A witness heard Gaudin say, "I will take care of you, don’t worry about them," to the woman and then saw him touch her face, leg and breast, according to a police report.
A paramedic also saw the incident and told Gaudin to stay away from the woman, but he refused. Hospital security held him down until police arrived.
"Gaudin was still yelling and using profanity," when police arrived, the arresting officer wrote in his report.
Word of the arrest didn't become public until July 2013, when Gaudin was charged with open and gross lewdness, a gross misdemeanor. At the time, Gaudin's attorney Dominic Gentille released a statement on his client's behalf, per Alex Pavlovic, then of the San Jose Mercury News:
On January 27, 2013, Chad Gaudin was examined in the emergency room of a local hospital while experiencing symptoms believed to be related to acute renal failure due to a condition known as rhabdomyolysis. The symptoms included confusion, dehydration and loss of orientation and/or consciousness. Although he has been accused of improperly touching another hospital patient while on the premises that night, there are differing and exonerating versions of what occurred that have been reported by eyewitnesses. Mr. Gaudin denies any unlawful conduct and has been cooperating with the authorities. I am confident that this matter will be resolved in his favor and because it is pending in court there will be no further comment.
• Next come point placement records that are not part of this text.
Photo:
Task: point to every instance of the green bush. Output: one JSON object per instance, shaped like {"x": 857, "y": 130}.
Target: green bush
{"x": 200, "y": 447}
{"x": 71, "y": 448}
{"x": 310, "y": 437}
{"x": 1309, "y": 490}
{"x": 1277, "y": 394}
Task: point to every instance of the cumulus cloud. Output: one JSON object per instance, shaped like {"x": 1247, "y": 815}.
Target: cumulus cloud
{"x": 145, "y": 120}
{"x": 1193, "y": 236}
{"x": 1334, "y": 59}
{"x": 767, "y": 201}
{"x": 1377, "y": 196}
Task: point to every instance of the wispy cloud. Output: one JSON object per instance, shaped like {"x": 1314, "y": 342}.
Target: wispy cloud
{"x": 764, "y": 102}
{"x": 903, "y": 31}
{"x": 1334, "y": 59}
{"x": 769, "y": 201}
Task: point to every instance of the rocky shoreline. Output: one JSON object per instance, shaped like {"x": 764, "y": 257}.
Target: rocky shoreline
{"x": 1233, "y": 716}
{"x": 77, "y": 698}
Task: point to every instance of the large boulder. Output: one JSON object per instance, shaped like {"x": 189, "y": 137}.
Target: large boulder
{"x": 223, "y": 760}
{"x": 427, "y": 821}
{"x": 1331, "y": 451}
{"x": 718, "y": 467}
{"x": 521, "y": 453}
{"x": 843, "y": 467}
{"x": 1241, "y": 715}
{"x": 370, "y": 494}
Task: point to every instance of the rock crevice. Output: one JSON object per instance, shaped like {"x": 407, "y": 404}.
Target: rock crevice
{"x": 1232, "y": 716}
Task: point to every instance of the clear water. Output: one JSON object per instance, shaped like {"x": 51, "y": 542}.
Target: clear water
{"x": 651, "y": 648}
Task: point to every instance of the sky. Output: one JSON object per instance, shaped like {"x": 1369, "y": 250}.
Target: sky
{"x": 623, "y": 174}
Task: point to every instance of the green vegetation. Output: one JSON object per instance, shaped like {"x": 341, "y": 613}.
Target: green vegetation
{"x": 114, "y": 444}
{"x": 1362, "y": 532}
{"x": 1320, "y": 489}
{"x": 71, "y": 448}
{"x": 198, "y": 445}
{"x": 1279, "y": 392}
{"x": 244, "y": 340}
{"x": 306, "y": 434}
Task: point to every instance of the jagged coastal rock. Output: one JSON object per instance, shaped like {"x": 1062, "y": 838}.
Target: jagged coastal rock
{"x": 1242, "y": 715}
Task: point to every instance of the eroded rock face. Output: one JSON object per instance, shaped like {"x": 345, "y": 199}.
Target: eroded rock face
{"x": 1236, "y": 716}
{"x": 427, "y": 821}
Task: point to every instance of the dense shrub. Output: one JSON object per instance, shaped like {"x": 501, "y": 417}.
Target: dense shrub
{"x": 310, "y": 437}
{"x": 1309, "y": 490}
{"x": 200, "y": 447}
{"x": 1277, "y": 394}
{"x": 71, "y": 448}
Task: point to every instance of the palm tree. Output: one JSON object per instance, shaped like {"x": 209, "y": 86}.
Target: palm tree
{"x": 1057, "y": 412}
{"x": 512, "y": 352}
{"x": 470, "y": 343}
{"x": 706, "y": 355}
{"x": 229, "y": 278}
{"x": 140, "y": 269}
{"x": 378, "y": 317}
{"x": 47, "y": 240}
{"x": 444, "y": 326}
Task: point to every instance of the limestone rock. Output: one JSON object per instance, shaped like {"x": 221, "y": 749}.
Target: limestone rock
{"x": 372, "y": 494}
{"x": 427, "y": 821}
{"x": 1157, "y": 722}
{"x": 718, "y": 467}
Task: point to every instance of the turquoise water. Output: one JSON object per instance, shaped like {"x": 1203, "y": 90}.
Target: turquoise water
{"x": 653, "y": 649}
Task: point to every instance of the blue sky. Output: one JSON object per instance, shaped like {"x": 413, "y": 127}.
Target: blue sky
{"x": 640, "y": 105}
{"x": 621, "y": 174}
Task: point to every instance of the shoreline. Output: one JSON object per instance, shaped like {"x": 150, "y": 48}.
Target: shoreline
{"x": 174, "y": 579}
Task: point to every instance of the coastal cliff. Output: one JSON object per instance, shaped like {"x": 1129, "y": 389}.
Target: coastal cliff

Gaudin ultimately pleaded no contest to a disorderly conduct charge in September 2013, per Matt Gelb of the Philadelphia Inquirer. Gaudin was sentenced to perform 100 hours of community service and to undergo impulse control counseling.
Dodgers general manager Farhan Zaidi on Wednesday didn't say much when asked about the ordeal, other than that Gaudin went through the legal process.
"It just sounded like an unfortunate incident," Zaidi said.